The relationship with your clients is at the heart of your business growth and success. In fact, you live in an area where the constant desire for personalisation and tailored solutions has made it impossible to ignore what your clients want. Besides, online reviews platforms such as Google Maps for businesses with a physical location, Trusted Shops, Feefo or even Trustpilot – these last three focus equally on online and offline stores –, means that your customers can make their voices heard. A negative review can not only affect your relationship with one particular customer, but it can also influence how future buyers perceive your brand. Finally, the most common platform for customers who need to vent about everything that frustrates them with your company is Twitter. Twitter is the best place to collect honest reviews about your brand – be warned, though: These will be most likely negative.
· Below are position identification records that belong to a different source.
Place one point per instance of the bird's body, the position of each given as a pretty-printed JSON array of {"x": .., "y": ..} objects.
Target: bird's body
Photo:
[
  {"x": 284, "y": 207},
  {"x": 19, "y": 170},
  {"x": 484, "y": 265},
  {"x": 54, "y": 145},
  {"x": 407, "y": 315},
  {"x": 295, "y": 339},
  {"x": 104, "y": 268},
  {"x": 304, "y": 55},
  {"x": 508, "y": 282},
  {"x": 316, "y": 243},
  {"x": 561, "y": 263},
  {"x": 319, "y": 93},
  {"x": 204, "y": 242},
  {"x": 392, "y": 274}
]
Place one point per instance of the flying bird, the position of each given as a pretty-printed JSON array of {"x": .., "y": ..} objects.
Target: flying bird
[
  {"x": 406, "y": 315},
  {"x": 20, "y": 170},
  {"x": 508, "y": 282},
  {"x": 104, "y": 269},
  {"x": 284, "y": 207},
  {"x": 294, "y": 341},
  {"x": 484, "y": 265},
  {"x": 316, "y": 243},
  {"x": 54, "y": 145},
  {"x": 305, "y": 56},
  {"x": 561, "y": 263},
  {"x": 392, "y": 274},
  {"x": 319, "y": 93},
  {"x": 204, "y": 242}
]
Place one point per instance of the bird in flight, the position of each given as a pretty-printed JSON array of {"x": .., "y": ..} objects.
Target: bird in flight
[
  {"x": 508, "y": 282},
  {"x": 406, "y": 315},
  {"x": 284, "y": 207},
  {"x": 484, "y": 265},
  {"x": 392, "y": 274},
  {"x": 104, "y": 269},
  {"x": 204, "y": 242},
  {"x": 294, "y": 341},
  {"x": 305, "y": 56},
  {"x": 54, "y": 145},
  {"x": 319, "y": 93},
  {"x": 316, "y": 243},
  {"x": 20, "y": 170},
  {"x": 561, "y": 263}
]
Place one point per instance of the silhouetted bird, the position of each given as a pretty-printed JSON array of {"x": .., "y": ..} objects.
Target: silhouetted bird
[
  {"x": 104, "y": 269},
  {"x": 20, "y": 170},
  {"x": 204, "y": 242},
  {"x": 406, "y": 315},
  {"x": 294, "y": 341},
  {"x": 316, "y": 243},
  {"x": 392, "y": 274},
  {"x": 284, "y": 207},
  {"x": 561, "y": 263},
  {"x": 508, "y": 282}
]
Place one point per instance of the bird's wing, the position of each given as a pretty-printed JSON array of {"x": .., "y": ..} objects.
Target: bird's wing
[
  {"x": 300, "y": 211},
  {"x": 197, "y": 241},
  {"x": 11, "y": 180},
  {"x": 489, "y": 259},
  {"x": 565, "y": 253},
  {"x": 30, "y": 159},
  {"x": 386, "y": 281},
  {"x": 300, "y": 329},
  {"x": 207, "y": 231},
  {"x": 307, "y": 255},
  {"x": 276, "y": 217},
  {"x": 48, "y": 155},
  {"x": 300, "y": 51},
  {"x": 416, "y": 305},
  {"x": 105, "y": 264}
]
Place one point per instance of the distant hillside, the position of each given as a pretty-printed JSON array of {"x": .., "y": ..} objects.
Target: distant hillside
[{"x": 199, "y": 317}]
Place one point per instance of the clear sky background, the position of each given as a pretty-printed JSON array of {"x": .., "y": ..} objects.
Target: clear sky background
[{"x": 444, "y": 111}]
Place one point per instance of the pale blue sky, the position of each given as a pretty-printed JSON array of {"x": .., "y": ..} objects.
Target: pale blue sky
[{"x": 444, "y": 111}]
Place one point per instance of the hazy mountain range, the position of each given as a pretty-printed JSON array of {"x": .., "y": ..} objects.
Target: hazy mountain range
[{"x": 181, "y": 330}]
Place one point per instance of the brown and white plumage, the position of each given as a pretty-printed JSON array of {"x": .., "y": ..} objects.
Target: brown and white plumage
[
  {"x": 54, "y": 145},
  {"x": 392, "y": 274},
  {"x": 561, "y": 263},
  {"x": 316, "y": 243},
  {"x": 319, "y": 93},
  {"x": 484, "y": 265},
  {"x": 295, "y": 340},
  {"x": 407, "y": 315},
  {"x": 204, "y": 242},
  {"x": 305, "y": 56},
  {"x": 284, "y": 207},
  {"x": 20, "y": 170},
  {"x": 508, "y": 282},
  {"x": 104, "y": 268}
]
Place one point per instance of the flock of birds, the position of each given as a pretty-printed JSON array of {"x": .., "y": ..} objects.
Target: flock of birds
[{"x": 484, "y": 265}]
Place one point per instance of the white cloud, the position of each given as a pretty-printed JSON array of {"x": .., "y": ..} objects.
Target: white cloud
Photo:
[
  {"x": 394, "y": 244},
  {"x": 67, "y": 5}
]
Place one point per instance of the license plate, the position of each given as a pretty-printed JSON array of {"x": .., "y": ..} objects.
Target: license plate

The bottom line is that now that your customers can share their opinion publicly, it’s crucial that you smooth out all those rough areas that lead to frustration. From high-quality products to dedicated services, most companies are working hard to meet the expectations of buyers. But there are three commonly overlooked areas that can change your reputation:
The website that is built for SEO only
Unless you’ve been living under a rock for the past decade, it’s fair to say that you are aware of the importance of SEO. Search Engine Optimization is, by definition, the act of building a website that is accessible for search engines such as Google and Bing. However, search engines present a serious disadvantage for businesses: They don’t buy your services. Creating content with only an SEO perspective means that you are potentially neglecting your target demographics. Remember that your content needs to be written for people first, and then for search engines. Not the other way round.
The shops that work for nobody
Your stores need to act as an extension of your brand personality. Nobody is going to believe a brand whose web presence and physical presence differ radically. Your clients want to feel that they can receive the same quality of service whether they shop online or in store, and that’s precisely why it’s essential to run programmes targeted at detailing the customer experience with mystery shoppers and tailored surveys. Ultimately, you want your shops to convey the same emotions than the website and the overall brand vision. Lack of consistency affects the trust your clients put in the company.
The customer services that refuse to move into the 21st century
Whether a client contacts you for a complaint or a query, every step they take has to be easy, accessible and intuitive. Amazon, the online retailer giant, is an example of a great company that could still improve its services. Indeed, clients who own a Gmail account struggle with unnecessary security alerts from Amazon. Googlemail and Gmail domains have been one and the same platform for over 14 years. However, Amazon refuses to acknowledge it and stop several clients from getting in touch with the customer service as a result.
Every company has areas of improvement. The better you understand your clients, the sooner you can get rid of the little things that affect their relationship with your brand.